Early use of albumin may increase the risk of sepsis-associated acute kidney injury in sepsis patients: a target trial emulation | Military Medical Research

Study design and setting

The present study utilized the TTE method based on observational data to assess the impact of early albumin use on the development of SA-AKI in sepsis patients. This study employed the clone-censor-weight (CCW) method to reduce immortal time bias, along with a new-user design to address current user bias [14, 15]. Specifically, to mitigate current user bias, only records of patients receiving albumin for the first time were selected. A detailed explanation of the CCW method is provided in Additional file 1: Methods.
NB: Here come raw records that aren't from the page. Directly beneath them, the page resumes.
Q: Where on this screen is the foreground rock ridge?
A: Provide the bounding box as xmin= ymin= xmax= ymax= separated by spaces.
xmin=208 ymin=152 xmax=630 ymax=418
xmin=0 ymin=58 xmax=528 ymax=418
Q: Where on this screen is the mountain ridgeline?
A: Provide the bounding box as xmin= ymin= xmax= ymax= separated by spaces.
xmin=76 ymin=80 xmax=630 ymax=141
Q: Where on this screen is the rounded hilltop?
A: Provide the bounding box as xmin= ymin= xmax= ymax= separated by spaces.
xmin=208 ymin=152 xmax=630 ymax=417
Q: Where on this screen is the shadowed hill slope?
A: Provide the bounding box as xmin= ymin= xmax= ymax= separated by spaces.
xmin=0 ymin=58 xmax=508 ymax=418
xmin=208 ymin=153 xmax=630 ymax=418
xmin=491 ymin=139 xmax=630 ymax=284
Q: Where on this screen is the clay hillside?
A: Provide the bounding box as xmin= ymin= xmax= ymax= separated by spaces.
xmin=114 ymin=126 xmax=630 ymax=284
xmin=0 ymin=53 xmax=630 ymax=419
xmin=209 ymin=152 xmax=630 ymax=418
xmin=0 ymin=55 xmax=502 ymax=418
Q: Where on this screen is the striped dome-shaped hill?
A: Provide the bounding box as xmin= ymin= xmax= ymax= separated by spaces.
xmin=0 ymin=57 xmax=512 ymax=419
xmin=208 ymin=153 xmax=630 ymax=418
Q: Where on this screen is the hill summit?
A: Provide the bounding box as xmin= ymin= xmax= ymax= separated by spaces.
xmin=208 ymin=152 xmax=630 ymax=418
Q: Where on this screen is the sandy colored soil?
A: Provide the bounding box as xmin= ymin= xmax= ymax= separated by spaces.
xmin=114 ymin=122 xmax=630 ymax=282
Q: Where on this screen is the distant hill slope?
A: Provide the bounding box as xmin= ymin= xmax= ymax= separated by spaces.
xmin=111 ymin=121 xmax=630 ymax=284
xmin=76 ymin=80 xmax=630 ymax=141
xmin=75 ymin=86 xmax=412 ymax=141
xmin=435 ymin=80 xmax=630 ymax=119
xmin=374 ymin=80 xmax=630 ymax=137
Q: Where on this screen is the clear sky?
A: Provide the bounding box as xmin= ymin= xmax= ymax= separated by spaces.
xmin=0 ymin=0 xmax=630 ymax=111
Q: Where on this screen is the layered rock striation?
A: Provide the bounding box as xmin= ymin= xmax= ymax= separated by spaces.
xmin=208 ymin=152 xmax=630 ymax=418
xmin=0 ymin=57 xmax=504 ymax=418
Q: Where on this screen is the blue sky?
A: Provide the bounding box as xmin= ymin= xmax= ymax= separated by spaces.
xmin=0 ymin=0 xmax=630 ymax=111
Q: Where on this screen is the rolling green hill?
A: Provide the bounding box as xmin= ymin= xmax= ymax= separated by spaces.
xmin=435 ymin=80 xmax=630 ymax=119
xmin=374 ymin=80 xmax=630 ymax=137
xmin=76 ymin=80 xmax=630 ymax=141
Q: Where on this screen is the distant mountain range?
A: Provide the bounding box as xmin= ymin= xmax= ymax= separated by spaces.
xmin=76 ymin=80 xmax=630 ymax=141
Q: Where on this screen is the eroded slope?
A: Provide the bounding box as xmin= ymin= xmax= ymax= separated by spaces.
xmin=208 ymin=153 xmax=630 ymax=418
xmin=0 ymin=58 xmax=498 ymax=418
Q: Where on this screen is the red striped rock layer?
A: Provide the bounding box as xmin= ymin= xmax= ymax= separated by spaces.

Patients admitted to the ICU between 2008 and 2022 were included in the study, with sepsis diagnosed according to Sepsis-3 criteria, which define sepsis as suspected infection combined with an acute increase in Sequential Organ Failure Assessment (SOFA) score ≥ 2 points and acute kidney injury (AKI) identified using the Kidney Disease Improving Global Outcomes (KDIGO) guidelines [16, 17]. The definition of SA-AKI in this study follows the criteria established by the 28th ADQI workgroup, which defines SA-AKI as AKI occurring within 7 d of sepsis onset [7]. The patient’s survival time was calculated from the baseline to the time of death. The study adhered to the Strengthening the Reporting of Observational Studies in Epidemiology (STROBE) guidelines [18].

Data source

All data for this study were sourced from the Medical Information Mart for Intensive Care IV (MIMIC-IV), a publicly accessible database that is widely utilized in medical research [19,20,21]. MIMIC-IV v3.1 comprises hospitalization records from approximately 364,627 patients who received emergency or intensive care treatment at Beth Israel Deaconess Medical Center in Boston from 2008 to 2022 [22]. The database ensures patient anonymity, eliminating the need for informed consent. Access to the data was granted to the authors upon completion of the necessary training and certification [20].

Eligibility criteria

Patients over the age of 18 who had been diagnosed with sepsis, and who were admitted to the ICU for the first time and had an ICU stay longer than 24 h, participated in this study. The exclusion criteria were as follows: 1) patients who developed AKI before the onset of sepsis, 2) patients who received albumin before sepsis onset, and 3) patients with incomplete or incorrect time records. The exclusion criteria did not include post-baseline information [23].

TTE

TTE is an approach that constructs a framework, like RCT, from observational data, simulating a design for an ideal trial that could be implemented in practice. By explicitly delineating the temporal configuration of the research question, the inclusion criteria, the intervention strategies, the outcome definitions, and the analytical protocols, TTE seeks to minimize biases such as immortal time bias and prevalent user bias, thereby enhancing the interpretability and the causal validity of the observational findings [13, 14]. Additional file 1: Table S1 provides a comparison of TTE with RCT and observational studies. In this study, following the principles of TTE [13, 14, 23, 24], the study initiation point, exposure assessment window, intervention and control allocation strategies, and outcome monitoring during follow-up were defined with precision. Using the TTE method, we established a causal inference-compliant framework (Additional file 1: Table S2) to better estimate the potential causal impact of early albumin administration on sepsis-related outcomes.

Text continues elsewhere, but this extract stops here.